O longa-metragem – realmente faz jus ao termo, com seus 162 minutos de duração – acompanha a viagem clandestina para terras nipônicas de dois padres jesuítas portugueses (vividos por Andrew Garfield, protagonista de Até o Último Homem e o Homem-Aranha pós-Sam Raimi; e Adam Driver, o Kylo Ren de Star Wars – O Despertar da Força). Eles procuram o seu mentor (Liam Neeson, que encarnou outro jedi, o Qui-Gon Jinn, na trilogia “prelúdio” de Star Wars), que desapareceu no meio de tempos turbulentos, já que o catolicismo foi banido do país através da campanha do governo de cortar como uma espada de samurai todas as influências estrangeiras.

Por isso, perseguições e torturas são impostas aos missionários e aos poucos japoneses que se converteram ao cristianismo depois da derrota da rebelião de Shimabara, em 1637.

“Fui provocado a pensar mais sobre a questão da fé. Eu olho para trás e vejo que tudo na minha memória se reúne como em uma espécie de peregrinação: foi assim”, relembrou o cineasta, em entrevista para a revista La Civiltà Cattolica.
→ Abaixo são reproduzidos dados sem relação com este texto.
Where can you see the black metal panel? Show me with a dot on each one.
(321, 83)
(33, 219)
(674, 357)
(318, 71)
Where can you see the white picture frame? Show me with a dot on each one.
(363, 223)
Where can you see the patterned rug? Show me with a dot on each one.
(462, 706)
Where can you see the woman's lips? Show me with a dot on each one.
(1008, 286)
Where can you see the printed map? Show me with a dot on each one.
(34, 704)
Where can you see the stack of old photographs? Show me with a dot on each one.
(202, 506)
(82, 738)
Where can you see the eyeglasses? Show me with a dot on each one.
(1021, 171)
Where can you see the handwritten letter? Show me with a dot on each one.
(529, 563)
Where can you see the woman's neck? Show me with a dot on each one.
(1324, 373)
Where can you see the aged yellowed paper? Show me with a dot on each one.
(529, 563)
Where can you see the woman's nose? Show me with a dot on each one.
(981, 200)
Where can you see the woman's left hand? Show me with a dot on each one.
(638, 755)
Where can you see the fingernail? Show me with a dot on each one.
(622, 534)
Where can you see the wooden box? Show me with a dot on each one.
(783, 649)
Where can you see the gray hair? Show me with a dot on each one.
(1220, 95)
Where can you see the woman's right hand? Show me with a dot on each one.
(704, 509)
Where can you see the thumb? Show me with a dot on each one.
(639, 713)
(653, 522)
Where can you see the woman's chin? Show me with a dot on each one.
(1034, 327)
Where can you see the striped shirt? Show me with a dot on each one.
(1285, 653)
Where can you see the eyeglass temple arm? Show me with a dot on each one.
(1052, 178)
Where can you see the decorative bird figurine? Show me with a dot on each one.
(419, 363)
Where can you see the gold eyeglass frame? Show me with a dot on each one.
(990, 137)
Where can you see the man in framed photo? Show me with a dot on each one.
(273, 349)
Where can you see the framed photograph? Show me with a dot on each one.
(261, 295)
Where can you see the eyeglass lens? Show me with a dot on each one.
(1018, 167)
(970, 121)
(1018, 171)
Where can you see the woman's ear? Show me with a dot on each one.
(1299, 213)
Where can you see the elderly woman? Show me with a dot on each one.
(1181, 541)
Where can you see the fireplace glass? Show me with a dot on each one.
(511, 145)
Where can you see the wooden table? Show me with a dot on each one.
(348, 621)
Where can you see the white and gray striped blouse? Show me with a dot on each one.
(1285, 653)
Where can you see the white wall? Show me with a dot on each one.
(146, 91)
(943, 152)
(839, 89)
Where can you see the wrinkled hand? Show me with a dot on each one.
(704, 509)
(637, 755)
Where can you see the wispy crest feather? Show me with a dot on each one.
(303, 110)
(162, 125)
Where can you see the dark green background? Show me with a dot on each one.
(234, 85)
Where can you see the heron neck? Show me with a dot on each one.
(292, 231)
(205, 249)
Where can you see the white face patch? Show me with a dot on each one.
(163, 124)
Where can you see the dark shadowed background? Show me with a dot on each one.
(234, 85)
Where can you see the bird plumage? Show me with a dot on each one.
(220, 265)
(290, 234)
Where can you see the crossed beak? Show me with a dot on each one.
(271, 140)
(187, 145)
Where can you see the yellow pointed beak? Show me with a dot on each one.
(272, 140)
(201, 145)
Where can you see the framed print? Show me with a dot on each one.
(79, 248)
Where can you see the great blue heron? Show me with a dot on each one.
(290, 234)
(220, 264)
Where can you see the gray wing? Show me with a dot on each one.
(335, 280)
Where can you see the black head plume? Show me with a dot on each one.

E essa peregrinação realmente demorou. Scorsese leu o romance à bordo de um trem-bala de Tóquio a Kyoto, em 1988, quando ele terminou de atuar como o pintor pós-impressionista Vincent van Gogh em Sonhos, de Akira Kurosawa. Adquiriu os direitos no começo dos anos 1990 e quase fez Silêncio mais de uma década depois, quando terminou de dirigir Gangues de Nova York (2002).
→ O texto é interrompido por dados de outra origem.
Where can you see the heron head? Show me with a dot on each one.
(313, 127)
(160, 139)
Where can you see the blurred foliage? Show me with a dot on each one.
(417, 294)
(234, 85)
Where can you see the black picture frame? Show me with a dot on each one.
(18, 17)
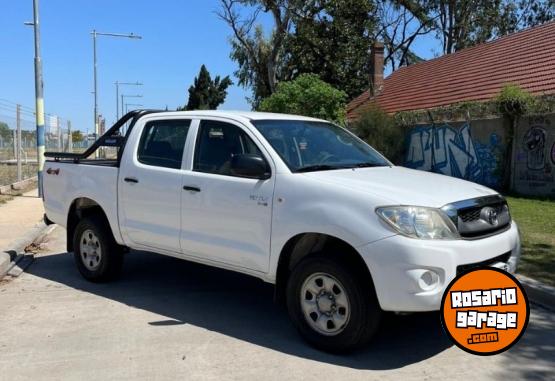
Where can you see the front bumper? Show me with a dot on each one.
(410, 275)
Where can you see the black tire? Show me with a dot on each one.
(364, 311)
(109, 264)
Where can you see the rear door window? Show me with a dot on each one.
(162, 143)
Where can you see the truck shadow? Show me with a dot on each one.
(241, 307)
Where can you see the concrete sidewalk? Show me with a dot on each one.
(18, 216)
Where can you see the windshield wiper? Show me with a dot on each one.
(368, 165)
(319, 167)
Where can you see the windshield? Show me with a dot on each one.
(315, 146)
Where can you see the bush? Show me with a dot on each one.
(513, 101)
(307, 95)
(379, 130)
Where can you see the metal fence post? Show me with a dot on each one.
(18, 142)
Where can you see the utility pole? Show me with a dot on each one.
(59, 130)
(123, 96)
(94, 35)
(39, 99)
(69, 137)
(118, 84)
(18, 144)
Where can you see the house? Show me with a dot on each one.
(526, 58)
(475, 147)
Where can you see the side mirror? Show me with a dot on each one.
(250, 165)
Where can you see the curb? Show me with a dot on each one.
(17, 186)
(538, 292)
(16, 253)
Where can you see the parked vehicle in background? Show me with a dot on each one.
(297, 202)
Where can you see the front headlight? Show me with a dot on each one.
(419, 222)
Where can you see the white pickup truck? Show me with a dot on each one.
(297, 202)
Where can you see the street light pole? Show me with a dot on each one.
(94, 35)
(132, 104)
(118, 84)
(95, 125)
(39, 96)
(123, 100)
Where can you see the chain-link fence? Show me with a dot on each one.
(18, 140)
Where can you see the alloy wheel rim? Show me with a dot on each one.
(90, 250)
(325, 304)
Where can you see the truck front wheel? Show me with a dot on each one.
(97, 255)
(332, 306)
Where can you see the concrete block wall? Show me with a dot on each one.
(474, 151)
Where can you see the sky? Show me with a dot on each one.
(178, 36)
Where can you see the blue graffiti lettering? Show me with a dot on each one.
(453, 152)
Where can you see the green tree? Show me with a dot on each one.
(331, 39)
(463, 23)
(207, 94)
(307, 95)
(77, 136)
(379, 130)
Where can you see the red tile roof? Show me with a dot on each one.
(526, 58)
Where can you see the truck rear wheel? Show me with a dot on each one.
(332, 306)
(97, 255)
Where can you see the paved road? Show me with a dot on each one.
(18, 216)
(169, 319)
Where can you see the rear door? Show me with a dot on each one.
(226, 218)
(150, 184)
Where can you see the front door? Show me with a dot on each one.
(150, 185)
(225, 218)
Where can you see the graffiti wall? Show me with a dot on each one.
(534, 157)
(470, 151)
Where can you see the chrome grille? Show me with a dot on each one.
(479, 217)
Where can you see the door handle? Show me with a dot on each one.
(192, 189)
“Foi um longo processo, principalmente porque a primeira vez que li o livro senti que queria fazer o filme, mas não sabia como”, confessou o diretor. “Tinha muito que ver com as minhas próprias inclinações religiosas e minhas dúvidas”.

Para o realizador, que observa a produção como uma grande aprendizagem de tentativa e erro, Silêncio “narra a história de nossos antepassados, que deram a vida para manter a fé”.
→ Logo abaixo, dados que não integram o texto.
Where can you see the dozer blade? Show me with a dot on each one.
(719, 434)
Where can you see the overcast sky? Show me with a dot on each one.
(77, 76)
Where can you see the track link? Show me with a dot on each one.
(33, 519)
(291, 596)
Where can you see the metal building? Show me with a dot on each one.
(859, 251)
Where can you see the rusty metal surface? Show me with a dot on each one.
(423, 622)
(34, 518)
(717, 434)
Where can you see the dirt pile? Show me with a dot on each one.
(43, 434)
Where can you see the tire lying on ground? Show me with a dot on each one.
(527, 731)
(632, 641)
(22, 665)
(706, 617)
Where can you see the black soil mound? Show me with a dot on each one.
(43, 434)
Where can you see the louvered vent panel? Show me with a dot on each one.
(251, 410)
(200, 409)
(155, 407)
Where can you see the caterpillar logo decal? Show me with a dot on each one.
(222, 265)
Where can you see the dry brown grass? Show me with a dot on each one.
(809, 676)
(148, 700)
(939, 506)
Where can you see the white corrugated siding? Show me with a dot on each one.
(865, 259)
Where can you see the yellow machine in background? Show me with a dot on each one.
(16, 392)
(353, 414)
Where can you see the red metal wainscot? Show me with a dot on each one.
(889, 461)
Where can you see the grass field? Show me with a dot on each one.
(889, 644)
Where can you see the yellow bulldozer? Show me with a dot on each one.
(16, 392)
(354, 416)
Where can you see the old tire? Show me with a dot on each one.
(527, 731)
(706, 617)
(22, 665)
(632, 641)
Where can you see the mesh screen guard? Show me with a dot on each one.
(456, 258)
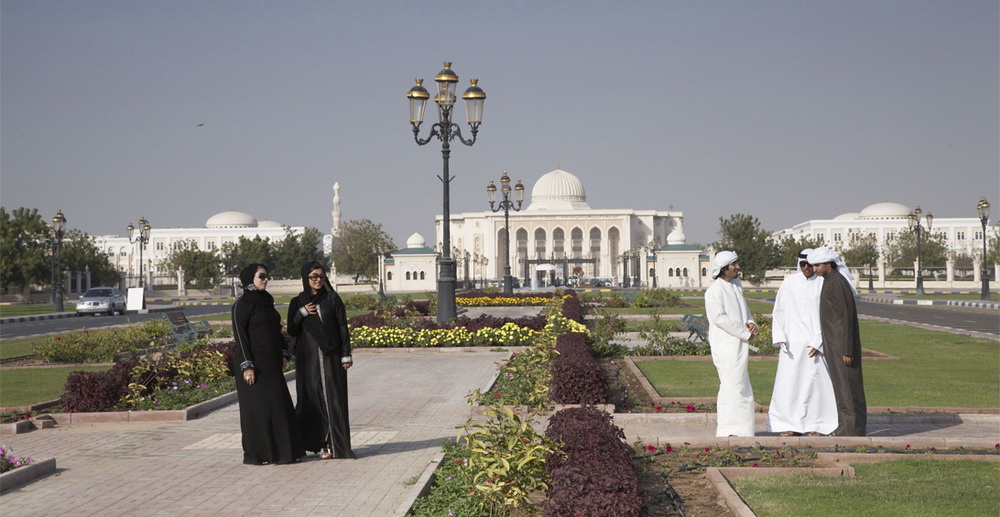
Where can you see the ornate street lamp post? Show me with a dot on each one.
(445, 131)
(506, 204)
(58, 230)
(652, 245)
(914, 221)
(984, 217)
(142, 239)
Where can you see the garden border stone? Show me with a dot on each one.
(23, 475)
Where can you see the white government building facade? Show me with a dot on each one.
(886, 221)
(555, 236)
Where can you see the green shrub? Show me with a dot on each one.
(506, 459)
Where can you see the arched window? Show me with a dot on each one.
(595, 242)
(540, 243)
(558, 242)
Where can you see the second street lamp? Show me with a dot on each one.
(914, 221)
(58, 229)
(445, 130)
(984, 217)
(506, 205)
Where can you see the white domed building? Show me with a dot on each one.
(219, 230)
(884, 222)
(557, 238)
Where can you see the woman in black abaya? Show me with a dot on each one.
(318, 320)
(267, 417)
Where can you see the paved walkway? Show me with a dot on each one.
(402, 406)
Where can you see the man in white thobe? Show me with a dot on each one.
(730, 328)
(803, 401)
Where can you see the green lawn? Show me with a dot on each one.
(903, 488)
(26, 386)
(698, 307)
(935, 369)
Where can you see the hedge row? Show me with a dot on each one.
(594, 476)
(576, 377)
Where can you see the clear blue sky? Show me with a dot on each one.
(785, 110)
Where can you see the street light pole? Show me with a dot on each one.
(445, 131)
(506, 205)
(914, 221)
(984, 217)
(58, 229)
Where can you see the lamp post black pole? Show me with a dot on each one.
(984, 217)
(58, 227)
(506, 204)
(914, 221)
(446, 131)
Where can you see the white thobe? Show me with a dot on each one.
(803, 399)
(729, 339)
Com a maior parte das filmagens realizadas em Taiwan, o longa teve também seu martírio atrás das câmeras para a equipe devido às condições meteorológicas da ilha.

Ken Watanabe (de A Origem e Batman Begins) chegou a ser escalado para o papel de um intérprete japonês, mas declinou do convite, sendo substituído por Tadanobu Asano (o Hogun da franquia Thor).

No final do ano passado, em Roma, Itália, mais de 200 jesuítas assistiram uma exibição especial do filme. O Para Francisco chegou a ler a obra que deu origem.

Punição. Como muitas crianças criadas pelos laços católicos na sua época, Scorsese, atualmente com 74 anos, relata que era oprimido e estava profundamente impressionado com o lado severo de Deus, aquele que pune com “raios e trovões”.

“É aquele que Joyce traçava em Retrato do Artista Quando Jovem, uma obra que teve um profundo efeito sobre mim”, aponta. “É claro, no país, era um momento dramático. Estava crescendo o caso do Vietnã, e essa tinha acabado de ser declarada uma ‘guerra santa’. E, portanto, em mim, assim como em muitos outros, havia muita confusão”.

Relembrando seu passado, Scorsese afirmou que tentou transmitir em Silêncio a ausência de dúvida de que sentia um sentido do sagrado na figura de Deus.

“De todos os modos, eu me lembro de que saía depois do fim da missa e me perguntava: ‘Como é possível que a vida siga em frente como se nada tivesse acontecido? Por que o mundo não é sacudido pelo corpo e pelo sangue de Cristo?’ É esse o modo pelo qual eu experimentei a presença de Deus quando eu era muito jovem”.

Famoso também pela violência do seu “cinema da crueldade”, o diretor se considera um obstinado pelo espiritual. “Sou obcecado pela pergunta sobre o que somos. E isso significa nos olhar de perto, olhar para o bem e para o mal em nós”, justificou. “Podemos alimentar o bem de modo que, em certo ponto futuro, na evolução do gênero humano, a violência, talvez, cesse de existir? No entanto, a violência é aqui. É algo que fazemos. Mostrar isso é importante”.